There is no need to look for all the listed feed compositions for your fry. Suitable starter food for swordtail fry are: nematode worms, or even better, daphnia moina. Both types of food are easy to raise at home, and fry of fish from the poeciliaceae family grow very quickly on them.

General information

The Santa Claus swordtail (Koi Kohaku) belongs to the poeciliid fish family. This is a color morph created by hybridizing Heller's Swordtail (green) with Plaecies. Xiphophorus helleri – translated from Greek “xiphos” – sword, “phoros” – to carry. The prefix “Helleri” was given to swordtails from the name of the German naturalist Karl Bartholomeus Heller, who was the first to catch these fish in Mexican lakes and bring them to Europe.


The Santa Claus swordtail (Koi Kohaku) belongs to the poeciliid fish family.

Alternating red (or bright orange) and white stripes in color are the main feature of the breed, which makes the swordtail similar to the koi carp popular in Asian countries. For aquarists in Western countries, this coloration resembled Santa Claus's fur coat, hence the name of this swordtail.

Food for juveniles

Growing fry should be gradually accustomed to artificial feed. In my example, I use daphnia, which I breed at home, to raise fry. I begin to accustom the juveniles to artificial food in the second month by adding artificial additives to the diet, for example, minced beef heart or various dry foods: daphnia, gammarus food.

And I do it this way: before giving the waiting fish their usual food, I first add a small amount of minced beef and after 15-20 minutes I give them the live food they are accustomed to. A complete transition to another food will be indicated by the fish being full, which can be easily determined by eating, as well as by the fish’s full bellies.

Why don't they grow?

Many aquarists purchase juveniles that subsequently do not grow at all. There are several factors that negatively affect the development of fish:

  • small volume of the aquarium (it should be at least 35 liters for one individual);
  • poor care, infrequent water changes, which results in the formation of a lot of ammonia;
  • The diet does not include plant foods.

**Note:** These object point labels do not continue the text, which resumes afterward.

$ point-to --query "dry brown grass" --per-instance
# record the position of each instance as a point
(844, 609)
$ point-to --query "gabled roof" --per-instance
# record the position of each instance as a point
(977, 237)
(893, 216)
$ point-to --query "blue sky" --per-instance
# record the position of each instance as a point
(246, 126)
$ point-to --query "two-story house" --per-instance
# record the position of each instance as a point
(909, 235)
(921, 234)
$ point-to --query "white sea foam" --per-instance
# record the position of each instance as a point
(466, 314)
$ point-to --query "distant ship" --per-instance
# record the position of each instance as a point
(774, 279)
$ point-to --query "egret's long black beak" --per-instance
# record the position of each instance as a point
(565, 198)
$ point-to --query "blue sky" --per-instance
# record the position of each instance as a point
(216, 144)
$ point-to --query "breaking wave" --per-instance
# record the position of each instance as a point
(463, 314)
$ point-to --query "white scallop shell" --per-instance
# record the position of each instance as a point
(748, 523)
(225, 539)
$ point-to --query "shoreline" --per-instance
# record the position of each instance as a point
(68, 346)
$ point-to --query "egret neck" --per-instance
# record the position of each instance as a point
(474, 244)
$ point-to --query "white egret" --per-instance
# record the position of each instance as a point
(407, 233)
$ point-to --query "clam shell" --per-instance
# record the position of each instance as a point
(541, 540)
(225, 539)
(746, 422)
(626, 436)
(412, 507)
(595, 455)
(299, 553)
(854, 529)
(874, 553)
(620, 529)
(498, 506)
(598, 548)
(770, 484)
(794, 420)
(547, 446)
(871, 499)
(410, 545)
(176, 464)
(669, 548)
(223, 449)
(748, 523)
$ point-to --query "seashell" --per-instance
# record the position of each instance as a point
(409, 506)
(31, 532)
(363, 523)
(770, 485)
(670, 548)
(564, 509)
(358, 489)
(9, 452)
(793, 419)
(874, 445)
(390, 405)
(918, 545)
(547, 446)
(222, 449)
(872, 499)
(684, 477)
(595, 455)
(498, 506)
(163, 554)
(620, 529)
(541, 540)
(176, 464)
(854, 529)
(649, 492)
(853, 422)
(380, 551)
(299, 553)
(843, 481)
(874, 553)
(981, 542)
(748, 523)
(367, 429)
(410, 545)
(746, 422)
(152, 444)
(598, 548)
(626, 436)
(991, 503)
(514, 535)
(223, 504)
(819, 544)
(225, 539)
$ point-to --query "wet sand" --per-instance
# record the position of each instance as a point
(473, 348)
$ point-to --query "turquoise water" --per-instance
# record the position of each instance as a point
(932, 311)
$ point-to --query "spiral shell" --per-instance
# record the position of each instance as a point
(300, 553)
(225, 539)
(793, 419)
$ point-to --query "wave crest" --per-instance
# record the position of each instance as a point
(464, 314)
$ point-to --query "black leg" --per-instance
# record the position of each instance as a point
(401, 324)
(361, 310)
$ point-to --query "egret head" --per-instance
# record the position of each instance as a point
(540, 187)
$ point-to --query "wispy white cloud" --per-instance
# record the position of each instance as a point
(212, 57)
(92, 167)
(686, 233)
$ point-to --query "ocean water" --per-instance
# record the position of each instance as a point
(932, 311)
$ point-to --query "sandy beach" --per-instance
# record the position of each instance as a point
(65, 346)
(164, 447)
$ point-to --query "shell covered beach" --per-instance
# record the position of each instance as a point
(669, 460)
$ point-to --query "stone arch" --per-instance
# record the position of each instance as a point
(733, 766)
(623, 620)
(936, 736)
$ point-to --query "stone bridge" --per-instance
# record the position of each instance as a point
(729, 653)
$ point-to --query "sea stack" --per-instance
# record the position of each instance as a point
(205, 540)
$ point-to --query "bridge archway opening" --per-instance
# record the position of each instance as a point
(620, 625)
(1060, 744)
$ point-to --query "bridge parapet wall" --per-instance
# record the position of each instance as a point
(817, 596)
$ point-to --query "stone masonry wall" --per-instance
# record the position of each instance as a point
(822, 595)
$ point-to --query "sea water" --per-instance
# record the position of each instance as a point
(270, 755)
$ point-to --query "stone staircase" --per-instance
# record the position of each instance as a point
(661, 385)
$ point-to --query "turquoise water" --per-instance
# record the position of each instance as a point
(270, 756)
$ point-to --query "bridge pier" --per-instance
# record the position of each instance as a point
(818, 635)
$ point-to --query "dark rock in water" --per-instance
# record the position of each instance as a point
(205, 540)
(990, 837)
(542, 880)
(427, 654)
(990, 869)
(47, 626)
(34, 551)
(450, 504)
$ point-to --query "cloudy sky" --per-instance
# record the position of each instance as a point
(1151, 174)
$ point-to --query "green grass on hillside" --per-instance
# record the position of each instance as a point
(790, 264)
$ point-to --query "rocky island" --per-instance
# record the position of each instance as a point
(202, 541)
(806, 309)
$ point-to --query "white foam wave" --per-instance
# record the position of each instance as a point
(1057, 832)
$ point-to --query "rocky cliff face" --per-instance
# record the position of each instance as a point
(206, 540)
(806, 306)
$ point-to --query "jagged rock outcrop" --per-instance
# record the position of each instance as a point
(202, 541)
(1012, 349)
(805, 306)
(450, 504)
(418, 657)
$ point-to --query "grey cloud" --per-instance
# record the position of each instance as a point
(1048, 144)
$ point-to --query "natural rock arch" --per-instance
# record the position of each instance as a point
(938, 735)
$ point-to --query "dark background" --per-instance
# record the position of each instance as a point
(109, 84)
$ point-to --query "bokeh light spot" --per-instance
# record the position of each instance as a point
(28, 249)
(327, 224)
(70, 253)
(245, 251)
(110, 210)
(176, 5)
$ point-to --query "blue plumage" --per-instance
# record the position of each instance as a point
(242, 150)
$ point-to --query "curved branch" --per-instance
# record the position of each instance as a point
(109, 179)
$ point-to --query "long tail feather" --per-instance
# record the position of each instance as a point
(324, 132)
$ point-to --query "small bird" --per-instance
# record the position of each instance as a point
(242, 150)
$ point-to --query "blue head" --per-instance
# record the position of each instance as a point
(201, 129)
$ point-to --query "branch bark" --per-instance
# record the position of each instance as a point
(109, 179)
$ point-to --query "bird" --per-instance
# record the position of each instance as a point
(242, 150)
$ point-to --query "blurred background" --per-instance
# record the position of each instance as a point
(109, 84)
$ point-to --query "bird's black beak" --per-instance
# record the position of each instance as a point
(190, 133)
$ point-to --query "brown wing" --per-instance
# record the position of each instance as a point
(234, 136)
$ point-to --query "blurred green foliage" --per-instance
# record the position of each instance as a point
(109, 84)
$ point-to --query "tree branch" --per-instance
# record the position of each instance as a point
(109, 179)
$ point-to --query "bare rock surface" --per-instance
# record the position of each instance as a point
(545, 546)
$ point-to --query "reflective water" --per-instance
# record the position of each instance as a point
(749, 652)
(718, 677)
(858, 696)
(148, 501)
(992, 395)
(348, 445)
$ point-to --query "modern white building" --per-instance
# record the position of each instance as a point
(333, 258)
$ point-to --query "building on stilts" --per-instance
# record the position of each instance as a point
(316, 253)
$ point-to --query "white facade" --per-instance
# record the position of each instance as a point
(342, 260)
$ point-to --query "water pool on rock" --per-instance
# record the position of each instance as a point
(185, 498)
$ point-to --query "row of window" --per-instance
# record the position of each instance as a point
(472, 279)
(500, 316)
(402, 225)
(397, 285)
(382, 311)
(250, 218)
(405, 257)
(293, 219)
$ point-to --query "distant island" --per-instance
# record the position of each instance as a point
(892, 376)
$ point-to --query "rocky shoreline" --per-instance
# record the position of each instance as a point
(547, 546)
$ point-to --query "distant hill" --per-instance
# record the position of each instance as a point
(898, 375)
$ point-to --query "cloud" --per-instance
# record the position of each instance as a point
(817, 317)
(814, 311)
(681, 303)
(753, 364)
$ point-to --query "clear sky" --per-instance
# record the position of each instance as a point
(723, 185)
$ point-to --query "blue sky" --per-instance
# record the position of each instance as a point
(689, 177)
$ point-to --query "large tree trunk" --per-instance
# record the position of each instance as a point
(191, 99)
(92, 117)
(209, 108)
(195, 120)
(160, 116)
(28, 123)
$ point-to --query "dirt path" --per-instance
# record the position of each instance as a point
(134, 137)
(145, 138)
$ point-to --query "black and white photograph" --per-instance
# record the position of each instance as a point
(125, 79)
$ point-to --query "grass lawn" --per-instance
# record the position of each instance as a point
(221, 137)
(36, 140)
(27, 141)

Such situations should be corrected immediately. If a little time has passed, then Swordtails can still grow, sometimes they remain small.

Transfer to a community aquarium

Young fish that have grown well and are accustomed to artificial food should be transplanted into a community aquarium. The approximate size of such fish can be 2-2.5 cm, and the laggards need to remain in the nursery aquarium to grow up. But in the end, everything will depend on what kind of neighbors await them in the common aquarium.

For example, if they turn out to be large angelfish, golden or Sumatran barbs, do not rush so as not to be eaten by stupid teenagers. Never introduce all fish into a common aquarium at once. If a chase starts, you won't have time to return all the fish safe and sound. For the test, you need to launch only 2-3 fish and, if no one offends them, you can launch the rest. Well, that's probably all. I wish you all success in breeding swordtails!

Compatibility

Swordtails are quite peaceful and get along without problems in common aquariums. But the male can become a local “bully”. Most often this is caused by incorrect selection of the sex and age composition of the inhabitants of the aquarium. The best option is to keep one male swordtail with several females. If there are several males, then the number of females should significantly predominate in order to disperse the attention and aggression of the males. It is also necessary to ensure that the aquarium is large enough so that the swordtails do not bump into each other at every step.

Almost all peace-loving fish can become neighbors of swordtails. The proximity to platies and mollies will be favorable; peaceful cichlids (for example, angelfish), tetras, minors, zebrafish and barbs, and popular species of catfish (corydoras, ancistrus, thoracatum) will also be suitable.

An unfavorable neighborhood is with large, aggressive cichlids: acara, astronotus, cichlids, and proximity to fish with lush, veiled tails (fins), for example, with cockerels, goldfish, since swordtails are quite capable of biting them.